The gentleman turned round and gazed at the singular apparition, which the obscurity of the shop only just permitted him to distinguish. Auguste Plume was now above sixty years old, and completely bald; his face was thin, lanternjawed, and cadaverous; and his eyes, which were weak with age, were red and bleared; still he had not that ghastly, sick appearance, which want both of food and rest had given him in the glorious days to which he alluded: after the struggle in La Vendée, he had lived for some time a wretched life, more like that of a beast than a man; hiding in woods, living on roots, and hunting with the appetite of a tiger after the blood of stray republicans; his wife and children had perished in Carrier’s noyades in the Loire; he himself had existed through two years of continued suffering, with a tenacity of life which almost reached to a miracle. He had joined the Chouans, and had taken an active part in the fiercest of their fierce acts of vengeance. But he had lived through it all; and now, in his old age, he had plenty and comfort; yet he looked back with a fond regret to the days of his imagined glory and power; he spoke with continual rapture of his own brave achievements, and regretted that he had not been allowed to continue a life, the miseries of which it would be impossible to exaggerate.

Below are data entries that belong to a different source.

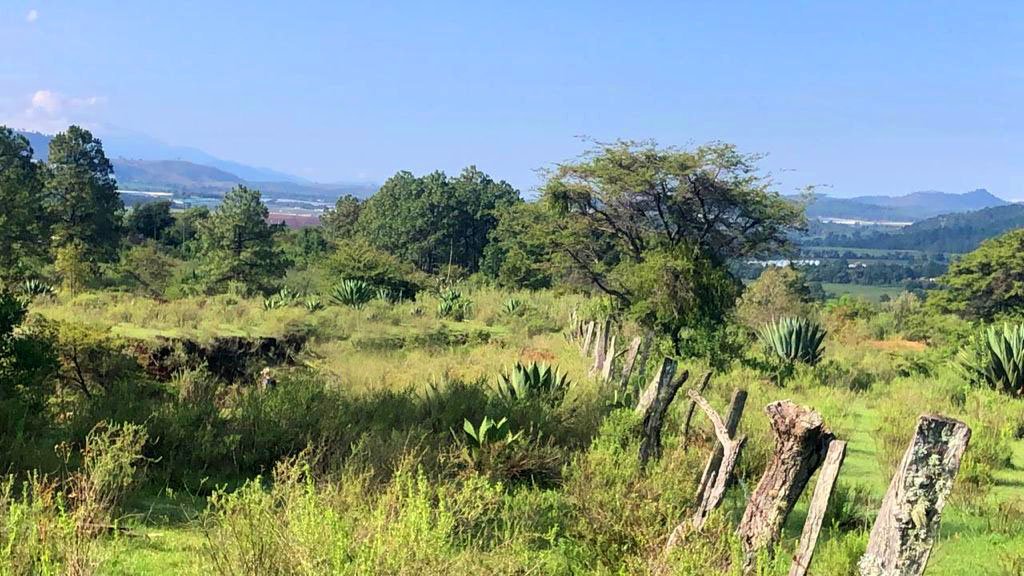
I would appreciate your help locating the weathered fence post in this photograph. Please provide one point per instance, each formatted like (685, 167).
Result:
(653, 419)
(601, 346)
(908, 521)
(588, 335)
(718, 471)
(816, 511)
(631, 358)
(689, 411)
(801, 443)
(609, 359)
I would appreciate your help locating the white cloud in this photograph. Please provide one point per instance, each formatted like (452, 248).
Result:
(48, 111)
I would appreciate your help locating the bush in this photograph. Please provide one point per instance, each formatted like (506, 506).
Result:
(996, 359)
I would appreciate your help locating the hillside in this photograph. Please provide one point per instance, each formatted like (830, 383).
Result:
(948, 233)
(146, 170)
(908, 208)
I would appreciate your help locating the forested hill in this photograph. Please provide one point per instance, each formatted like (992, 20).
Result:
(948, 233)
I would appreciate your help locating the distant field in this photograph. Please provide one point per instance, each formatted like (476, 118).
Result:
(872, 293)
(861, 251)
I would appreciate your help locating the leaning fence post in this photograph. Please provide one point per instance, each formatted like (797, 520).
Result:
(816, 511)
(689, 411)
(801, 442)
(653, 419)
(904, 532)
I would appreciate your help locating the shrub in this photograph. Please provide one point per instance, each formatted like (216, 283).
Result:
(996, 359)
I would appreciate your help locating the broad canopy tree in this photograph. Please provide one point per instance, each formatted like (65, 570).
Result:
(654, 228)
(434, 219)
(237, 245)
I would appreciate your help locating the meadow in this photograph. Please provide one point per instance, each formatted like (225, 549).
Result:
(366, 468)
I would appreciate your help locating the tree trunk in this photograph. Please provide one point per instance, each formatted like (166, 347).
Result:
(631, 358)
(689, 411)
(816, 511)
(715, 472)
(801, 443)
(908, 521)
(650, 444)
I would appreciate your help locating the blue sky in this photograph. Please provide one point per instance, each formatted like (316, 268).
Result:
(864, 97)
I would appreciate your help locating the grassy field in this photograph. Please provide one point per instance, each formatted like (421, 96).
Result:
(868, 391)
(872, 293)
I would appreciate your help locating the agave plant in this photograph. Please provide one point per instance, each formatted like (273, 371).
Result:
(996, 359)
(35, 287)
(488, 432)
(453, 304)
(536, 380)
(512, 306)
(794, 339)
(387, 294)
(352, 293)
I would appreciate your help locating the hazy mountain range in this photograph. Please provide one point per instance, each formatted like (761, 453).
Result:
(141, 163)
(908, 208)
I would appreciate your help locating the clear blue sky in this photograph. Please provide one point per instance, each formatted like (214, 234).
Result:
(866, 97)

“Bah, Auguste,” said his mistress; “the gentleman does not care to hear of your La Petite Vendée; it is of M. Henri—that is, of the young Marquis de Larochejaquelin, and of Madame and of Mademoiselle Agatha, and of M. de Lescure, and of Charette, and the Prince de Talmont, that Monsieur will want to hear!”

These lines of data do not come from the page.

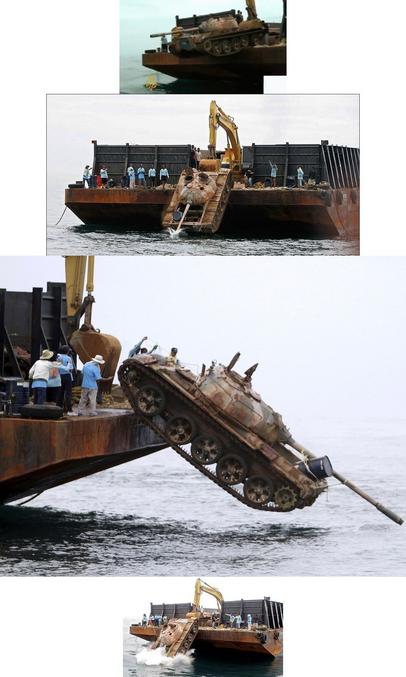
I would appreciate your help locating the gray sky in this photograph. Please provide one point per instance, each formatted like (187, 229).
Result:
(74, 120)
(328, 333)
(140, 18)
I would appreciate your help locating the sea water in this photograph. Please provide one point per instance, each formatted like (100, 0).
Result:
(159, 516)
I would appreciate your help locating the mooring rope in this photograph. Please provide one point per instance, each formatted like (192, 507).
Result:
(61, 216)
(31, 498)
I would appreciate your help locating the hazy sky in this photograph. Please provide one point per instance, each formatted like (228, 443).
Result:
(74, 120)
(140, 18)
(328, 333)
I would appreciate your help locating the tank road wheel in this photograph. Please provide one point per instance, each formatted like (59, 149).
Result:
(206, 450)
(231, 469)
(226, 47)
(257, 490)
(180, 430)
(150, 400)
(208, 46)
(285, 498)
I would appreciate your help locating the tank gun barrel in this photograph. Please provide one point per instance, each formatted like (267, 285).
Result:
(347, 483)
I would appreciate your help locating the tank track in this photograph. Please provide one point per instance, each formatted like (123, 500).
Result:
(151, 422)
(232, 43)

The stranger was in the act of explaining that the hostess was right in her surmise, when the master of the house himself returned. In spite of what he had suffered, years had sat lightly on Chapeau, as they had done on his wife. He was now a fat, good-humoured, middle-aged, comfortable man, who made the most, in his trade, of the éclat which attended him, as having been the faithful servant of the most popular among the Vendean leaders. He never wearied his customers with long tales of his own gallantry; he even had the unusual tact to be able to sink himself, in speaking, as he was often invited to do, of the civil war: he was known to have been brave, faithful, and loyal, and he was accordingly very popular among the royalists of Paris, who generally preferred his scissors and razors to those of any other artist in the city.

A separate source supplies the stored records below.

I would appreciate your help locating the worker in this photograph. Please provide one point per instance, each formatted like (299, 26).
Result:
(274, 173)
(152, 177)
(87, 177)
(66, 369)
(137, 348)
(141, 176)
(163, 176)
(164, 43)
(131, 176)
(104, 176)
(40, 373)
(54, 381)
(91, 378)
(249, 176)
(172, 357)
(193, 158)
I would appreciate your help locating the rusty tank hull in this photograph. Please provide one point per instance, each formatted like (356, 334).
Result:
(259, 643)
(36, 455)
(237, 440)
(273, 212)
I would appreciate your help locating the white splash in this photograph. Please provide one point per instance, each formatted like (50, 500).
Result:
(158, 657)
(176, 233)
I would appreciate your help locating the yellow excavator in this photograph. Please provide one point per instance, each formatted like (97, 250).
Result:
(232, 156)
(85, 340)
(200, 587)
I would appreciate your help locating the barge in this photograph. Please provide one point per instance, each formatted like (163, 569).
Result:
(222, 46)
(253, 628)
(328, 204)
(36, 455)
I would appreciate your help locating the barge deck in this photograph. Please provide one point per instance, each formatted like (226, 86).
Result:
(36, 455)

The officer, who was now seated in the shop, his wife and daughter, and his assistant, began at once to explain to him the service which he was required to perform; and Chapeau, bowing low to the compliments which the stranger paid to him, declared with his accustomed mixture of politeness and frank good nature, that he would be happy to tell anything that he knew.

The gentleman explained, that in his early years he had known de Lescure intimately; that he had met Larochejaquelin in Paris, and that he had made one of a party of Englishmen, who had done their best to send arms, money, and men from his own country into La Vendée. Chapeau was too well bred to allude to the disappointment which they had all so keenly felt, from the want of that very aid; he merely bowed again, and said that he would tell Monsieur all he knew.

And so he did. From the time when Henri Larochejaquelin left Laval for Granville, nothing prospered with the Vendeans; the army, as it was agreed, had left that place for Granville, and their first misfortune had been the death of de Lescure.

“He died in Laval?” asked the officer.